There are no calendars in the Dollhouse, but Claire is sure it was a Friday because she took a shower. Back when the Dollhouse was more refugee camp than ruin, Friday was her assigned shower day, and she continued to count out the seven-day interval long after it was necessary.
(She knows she could have miscounted, easily. It's been many, many Fridays. But Topher dies on a Friday is more definite, more real than simply Topher dies.)
She pads quickly and quietly across the floor from the shower area, hair dripping water onto her shoulders, and discovers that Topher has figured out how to open the prescription bottles on his own.
No, she thinks, figured out is not giving him enough credit. Even in his madness, Topher was far too clever. Maybe this was a decision, of how and when to die, of dying while you still know who you are. Topher decided to remember how to open the prescription bottles on his own, and he decided while she was out of the room.
She lays him out in his sleeping pod while he is still warm. (They always did look like coffins to Claire.) She puts as many of his things as she can comfortably fit in around him, lights every candle in the room, and slides the pod's glass panel back into place.
She thinks it's a Friday in the Fall.
Company is company.
Claire is still the sanest person in the Dollhouse, but she's also the craziest.

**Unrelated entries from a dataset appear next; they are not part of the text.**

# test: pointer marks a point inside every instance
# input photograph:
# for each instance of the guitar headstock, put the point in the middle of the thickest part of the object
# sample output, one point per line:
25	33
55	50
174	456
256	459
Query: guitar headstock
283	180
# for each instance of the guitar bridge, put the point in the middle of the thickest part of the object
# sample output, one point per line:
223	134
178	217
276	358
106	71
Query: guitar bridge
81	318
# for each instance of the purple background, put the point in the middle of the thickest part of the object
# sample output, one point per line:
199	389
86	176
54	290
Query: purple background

For three days, she sits on the floor of the imprint room and stares at the chair. She doesn't pull the cover off until the second day.
The interface is simpler now. Claire worked together with Ivy to streamline it when it became clear they were losing Topher fast. (She's another one who's gone, Ivy, but she won't be one who comes back.) Claire has always known far too much about the technology.
The wedges are less important now, just hard copies. As Claire settles into the chair, she thinks that most of the process could be done without even getting up. All of her wiped away in a flash, bits of her left floating in the chair and on wedges.
She still needs to wait.
Her fingers hover over the control panel.